Lord Walker also approved Hoffmann LJ’s further insight into the crucial difference between contract and proprietary estoppel later in his judgment in the Walton case. Whereas promises in contracts must be precise because they must be performed in future uncertain circumstances, equitable estoppel does not have to look forward and anticipate the future. Rather it looks backwards from the moment when the promise falls due to be performed and asks whether, in the circumstances which have happened, it would be unconscionable for the promise not to be kept.
The House concluded that the judge had made the critical finding that Peter’s assurances, objectively assessed, were intended to be taken seriously and to be relied on, and that the judge was entitled so to find although the assurance was implicit not express and there was no proof that Peter knew of the alternatives available to David.
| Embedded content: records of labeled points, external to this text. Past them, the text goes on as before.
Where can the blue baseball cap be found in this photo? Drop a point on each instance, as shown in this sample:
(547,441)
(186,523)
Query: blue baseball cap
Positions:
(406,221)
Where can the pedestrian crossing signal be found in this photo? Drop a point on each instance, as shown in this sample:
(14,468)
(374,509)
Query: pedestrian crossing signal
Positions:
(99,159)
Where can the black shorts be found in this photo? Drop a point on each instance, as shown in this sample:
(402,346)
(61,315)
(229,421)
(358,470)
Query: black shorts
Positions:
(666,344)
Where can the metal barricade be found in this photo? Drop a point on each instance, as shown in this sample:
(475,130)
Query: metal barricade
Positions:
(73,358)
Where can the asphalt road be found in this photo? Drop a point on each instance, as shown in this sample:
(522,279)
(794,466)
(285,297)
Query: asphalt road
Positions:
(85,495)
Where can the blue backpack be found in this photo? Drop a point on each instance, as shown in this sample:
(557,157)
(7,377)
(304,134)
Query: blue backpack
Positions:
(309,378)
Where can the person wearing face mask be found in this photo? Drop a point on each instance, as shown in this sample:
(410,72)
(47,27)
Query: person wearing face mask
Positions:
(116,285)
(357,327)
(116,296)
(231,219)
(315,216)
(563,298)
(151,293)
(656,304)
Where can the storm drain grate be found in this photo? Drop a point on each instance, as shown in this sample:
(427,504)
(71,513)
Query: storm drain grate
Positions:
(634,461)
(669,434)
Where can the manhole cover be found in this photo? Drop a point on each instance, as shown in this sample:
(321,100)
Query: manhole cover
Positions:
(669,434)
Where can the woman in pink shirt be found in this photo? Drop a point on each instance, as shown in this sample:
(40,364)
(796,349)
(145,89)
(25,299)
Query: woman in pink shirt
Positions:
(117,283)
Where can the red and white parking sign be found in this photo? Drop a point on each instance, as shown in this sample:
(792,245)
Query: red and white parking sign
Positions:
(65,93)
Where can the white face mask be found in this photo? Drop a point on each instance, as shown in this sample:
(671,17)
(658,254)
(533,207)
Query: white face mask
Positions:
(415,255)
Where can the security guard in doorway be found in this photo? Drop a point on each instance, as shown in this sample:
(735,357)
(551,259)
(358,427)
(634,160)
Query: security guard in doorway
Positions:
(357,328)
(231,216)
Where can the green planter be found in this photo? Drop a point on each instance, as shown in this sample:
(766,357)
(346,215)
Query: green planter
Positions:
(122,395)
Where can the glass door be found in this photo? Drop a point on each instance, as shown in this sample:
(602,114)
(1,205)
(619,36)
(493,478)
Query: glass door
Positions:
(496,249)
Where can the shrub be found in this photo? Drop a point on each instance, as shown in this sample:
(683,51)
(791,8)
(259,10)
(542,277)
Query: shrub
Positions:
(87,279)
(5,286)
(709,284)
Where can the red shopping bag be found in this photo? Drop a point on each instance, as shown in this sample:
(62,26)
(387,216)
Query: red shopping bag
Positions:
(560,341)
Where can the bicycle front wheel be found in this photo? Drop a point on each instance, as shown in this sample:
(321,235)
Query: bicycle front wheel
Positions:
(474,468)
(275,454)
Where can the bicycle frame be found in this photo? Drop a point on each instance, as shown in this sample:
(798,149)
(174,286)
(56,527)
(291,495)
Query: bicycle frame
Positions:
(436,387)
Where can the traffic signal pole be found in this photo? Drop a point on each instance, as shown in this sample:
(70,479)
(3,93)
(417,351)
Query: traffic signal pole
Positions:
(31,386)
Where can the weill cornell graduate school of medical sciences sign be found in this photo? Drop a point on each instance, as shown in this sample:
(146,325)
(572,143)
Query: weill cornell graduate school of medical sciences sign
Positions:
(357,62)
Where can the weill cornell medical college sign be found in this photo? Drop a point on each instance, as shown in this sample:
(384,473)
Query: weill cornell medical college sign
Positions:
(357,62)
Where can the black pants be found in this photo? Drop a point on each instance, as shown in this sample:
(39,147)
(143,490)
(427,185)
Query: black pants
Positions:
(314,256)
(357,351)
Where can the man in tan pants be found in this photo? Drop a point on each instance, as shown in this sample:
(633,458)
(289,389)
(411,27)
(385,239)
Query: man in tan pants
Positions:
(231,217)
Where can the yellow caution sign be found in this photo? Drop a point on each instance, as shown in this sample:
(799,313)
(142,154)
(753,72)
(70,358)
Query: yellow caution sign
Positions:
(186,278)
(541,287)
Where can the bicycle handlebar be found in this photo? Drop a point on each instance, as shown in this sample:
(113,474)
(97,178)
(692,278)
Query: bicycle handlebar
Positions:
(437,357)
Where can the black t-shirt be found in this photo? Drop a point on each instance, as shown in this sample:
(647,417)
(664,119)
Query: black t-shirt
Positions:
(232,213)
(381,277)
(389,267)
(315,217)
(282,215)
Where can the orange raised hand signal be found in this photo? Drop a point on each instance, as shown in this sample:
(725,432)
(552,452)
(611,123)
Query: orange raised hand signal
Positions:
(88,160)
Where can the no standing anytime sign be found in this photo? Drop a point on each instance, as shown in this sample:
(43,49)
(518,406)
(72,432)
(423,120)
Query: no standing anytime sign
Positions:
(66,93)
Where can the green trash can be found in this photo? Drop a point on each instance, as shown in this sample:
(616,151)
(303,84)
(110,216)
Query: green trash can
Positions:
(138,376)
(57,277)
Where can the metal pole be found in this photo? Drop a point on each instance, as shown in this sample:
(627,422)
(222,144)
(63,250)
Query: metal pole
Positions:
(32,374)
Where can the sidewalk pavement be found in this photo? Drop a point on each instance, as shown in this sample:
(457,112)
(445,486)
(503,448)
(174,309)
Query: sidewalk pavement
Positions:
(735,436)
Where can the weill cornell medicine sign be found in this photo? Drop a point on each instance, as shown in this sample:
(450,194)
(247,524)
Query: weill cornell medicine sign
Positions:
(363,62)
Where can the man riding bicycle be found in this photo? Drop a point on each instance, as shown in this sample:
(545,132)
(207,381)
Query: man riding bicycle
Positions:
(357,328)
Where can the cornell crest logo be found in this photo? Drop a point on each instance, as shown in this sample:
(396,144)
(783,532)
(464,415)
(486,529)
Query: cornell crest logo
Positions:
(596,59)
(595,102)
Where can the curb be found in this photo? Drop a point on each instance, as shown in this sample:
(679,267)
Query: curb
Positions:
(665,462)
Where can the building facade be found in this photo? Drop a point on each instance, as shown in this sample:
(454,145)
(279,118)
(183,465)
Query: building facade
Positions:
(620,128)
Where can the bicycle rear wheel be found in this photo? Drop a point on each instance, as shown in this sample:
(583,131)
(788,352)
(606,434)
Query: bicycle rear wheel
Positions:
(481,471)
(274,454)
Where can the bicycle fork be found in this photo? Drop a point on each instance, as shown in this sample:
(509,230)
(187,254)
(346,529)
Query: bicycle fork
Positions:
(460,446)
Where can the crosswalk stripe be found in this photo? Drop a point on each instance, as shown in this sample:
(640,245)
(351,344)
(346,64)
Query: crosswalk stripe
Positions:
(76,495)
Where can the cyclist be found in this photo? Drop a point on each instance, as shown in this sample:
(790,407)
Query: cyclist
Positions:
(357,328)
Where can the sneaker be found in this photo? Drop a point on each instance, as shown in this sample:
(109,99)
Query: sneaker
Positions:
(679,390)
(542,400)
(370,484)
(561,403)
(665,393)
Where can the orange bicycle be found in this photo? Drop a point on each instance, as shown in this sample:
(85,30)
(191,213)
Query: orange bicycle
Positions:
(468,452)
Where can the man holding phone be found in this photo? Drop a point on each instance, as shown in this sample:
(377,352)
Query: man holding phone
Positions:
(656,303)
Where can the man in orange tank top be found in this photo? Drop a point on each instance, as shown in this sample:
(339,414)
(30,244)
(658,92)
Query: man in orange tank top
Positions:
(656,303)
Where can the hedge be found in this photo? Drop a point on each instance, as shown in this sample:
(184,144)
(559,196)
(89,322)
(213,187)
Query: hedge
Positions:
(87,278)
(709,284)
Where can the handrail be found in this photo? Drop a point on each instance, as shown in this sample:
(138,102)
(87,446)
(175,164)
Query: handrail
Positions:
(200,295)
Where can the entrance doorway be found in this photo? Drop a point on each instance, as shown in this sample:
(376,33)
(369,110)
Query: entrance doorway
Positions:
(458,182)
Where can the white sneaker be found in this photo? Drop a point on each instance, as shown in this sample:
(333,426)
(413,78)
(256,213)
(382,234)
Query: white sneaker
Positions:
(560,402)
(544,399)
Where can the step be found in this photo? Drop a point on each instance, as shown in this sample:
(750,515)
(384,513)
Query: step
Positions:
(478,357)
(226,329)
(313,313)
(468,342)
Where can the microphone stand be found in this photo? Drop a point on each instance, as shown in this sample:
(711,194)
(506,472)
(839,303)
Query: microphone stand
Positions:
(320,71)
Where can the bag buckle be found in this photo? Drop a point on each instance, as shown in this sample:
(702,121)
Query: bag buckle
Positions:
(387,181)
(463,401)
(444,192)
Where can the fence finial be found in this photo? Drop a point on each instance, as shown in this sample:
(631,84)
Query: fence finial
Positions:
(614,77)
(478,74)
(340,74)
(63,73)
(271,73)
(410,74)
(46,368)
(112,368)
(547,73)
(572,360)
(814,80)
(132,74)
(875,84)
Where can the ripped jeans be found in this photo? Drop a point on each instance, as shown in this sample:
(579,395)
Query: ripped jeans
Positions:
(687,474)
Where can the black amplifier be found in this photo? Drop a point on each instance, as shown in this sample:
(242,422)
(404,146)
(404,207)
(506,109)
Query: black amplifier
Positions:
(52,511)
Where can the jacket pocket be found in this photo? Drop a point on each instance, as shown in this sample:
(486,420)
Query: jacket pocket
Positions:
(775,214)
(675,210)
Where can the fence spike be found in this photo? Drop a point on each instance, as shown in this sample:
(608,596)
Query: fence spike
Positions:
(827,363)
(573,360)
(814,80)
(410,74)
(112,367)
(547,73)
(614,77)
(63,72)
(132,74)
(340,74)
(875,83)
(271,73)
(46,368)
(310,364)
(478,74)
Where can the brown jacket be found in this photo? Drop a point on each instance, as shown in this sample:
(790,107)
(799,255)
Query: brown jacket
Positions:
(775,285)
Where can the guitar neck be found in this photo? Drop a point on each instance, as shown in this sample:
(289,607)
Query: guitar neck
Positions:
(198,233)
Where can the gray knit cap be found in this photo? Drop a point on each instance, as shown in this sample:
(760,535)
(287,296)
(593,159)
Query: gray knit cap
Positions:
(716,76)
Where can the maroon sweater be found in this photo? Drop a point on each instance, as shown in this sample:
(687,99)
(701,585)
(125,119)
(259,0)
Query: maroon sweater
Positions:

How far must the property be identified?
A secondary issue arose in the case as to whether the assurances given to the Claimant must relate to identified property owned or about to be owned by the Defendant and if so how far the property must be identified. The House concluded that for proprietary estoppel to be established the assurances must relate to identified property for it is the relation to identified property that has enabled proprietary estoppel to be developed as a sword not merely a shield. In Thorner the matter only arose for decision because the identity of the farm had changed somewhat over the 15 years that the assurances had been given and relied on. Peter had sold a field for development, he had used part, but only part, of the proceeds to buy more land. But the common understanding was that the assurance related to whatever the farm consisted of at the time of Peter’s death – as it would under a will. As Lord Walker said at paragraph 62: “this fits in with the retrospective aspect of proprietary estoppel”.
Proprietary estoppel or constructive trust?
What was left open by Lord Walker and not addressed by the other Law Lords in Thorner was whether the doctrine of proprietary estoppel extends to an award of the whole of the deceased’s residuary estate, as happened in Re Basham  1 WLR 1498. It had been argued in Thorner that in Re Basham the doctrine had wrongly been extended to apply to residue but should have been confined to “specified property”. At paragraph 63 Lord Walker preferred to express no decided view about that issue. An answer may be provided in such cases by Lord Scott’s analysis that cases where the relevant representation relates to inheritance prospects are more appropriately treated as cases of constructive trust than of proprietary estoppel (paragraph 20). Unlike the judge in Re Basham Lord Scott thought the two doctrines should be kept separate, but he appears to have approved of the outcome in Re Basham on the basis of a remedial constructive trust created by the common intention or understanding of the parties acted on by the Claimant to his detriment.
In cases where clearly identified property is involved proprietary estoppel may be relied on in accordance with the majority judgments in Thorner. In cases where the promise relates to property that is not clearly identified such as a claim based on a promise to leave residue it will be wise for advisors to base the claim on constructive trust in the alternative.
Long-live proprietary estoppel
Finally, and importantly, their Lordships (especially Lord Neuberger at paragraphs 90 to 100) were at pains to point out that their decision in Cobbe v Yeoman’s Row Management Ltd  1 WLR 1752 should be confined to its facts and not taken (as it had been in some articles in the legal press) to have destroyed or emasculated the doctrine of proprietary estoppel.